Nothing, it seems, works quite like quick decisive action, especially in situations when those opposing you have nothing but snide criticism to offer by way of an alternative. But what it also illustrated was the obvious belief on the part of the public that a massive private enterprise such as Bluewater would be immediately effective in dealing with such a situation, even if this was borne of purely enlightened commercial self-interest. By contrast, they have no such faith in the guardians of the traditional public arena that, as it continues to fragment and fall apart, they are increasingly deserting.

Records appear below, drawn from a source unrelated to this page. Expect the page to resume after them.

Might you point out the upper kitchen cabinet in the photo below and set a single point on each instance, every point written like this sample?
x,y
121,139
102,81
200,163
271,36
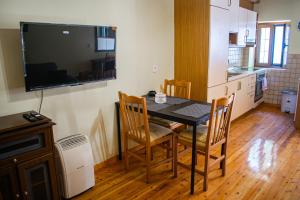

When it opened ten years ago in a former quarry near Greenhithe, Bluewater, with its 330 stores, 13-screen cinema and 40 cafés and restaurants, was regarded as a benchmark in the progress of the humble shopping mall. Retailers visited from all over Europe to see how it should be done. With its ornamental wrought iron and sculptural reliefs, it set a new standard in sophistication for these developments, in the same way that Gateshead's sprawling MetroCentre outside Newcastle had more than a decade before. Now both of these have been overtaken in sheer lavishness, if not size, by the glistening vistas of the Westfield centre in west London. Costing £1.4 billion, it is the largest "urban area" (as opposed to out-of-town) indoor shopping destination in Europe, the equivalent in space to 30 football pitches. Of course, if the current recession turns into a decade-long depression, Westfield - and, indeed, Bluewater and the MetroCentre - could become synonymous with an era that ended in failure, a symbol of something terrible that we would prefer to leave behind, like the Millennium Dome. Already, half a dozen retailers and two restaurants at Westfield have closed, and MetroCentre has its defunct Woolworths and a couple of Pound stores that wouldn't have been there just a few years ago. But as they stand now, they are each in their own way examples of a trend that over the past 30 years has changed the way in which the large sections of the public gather and interact in this country, and on this, there is no going back.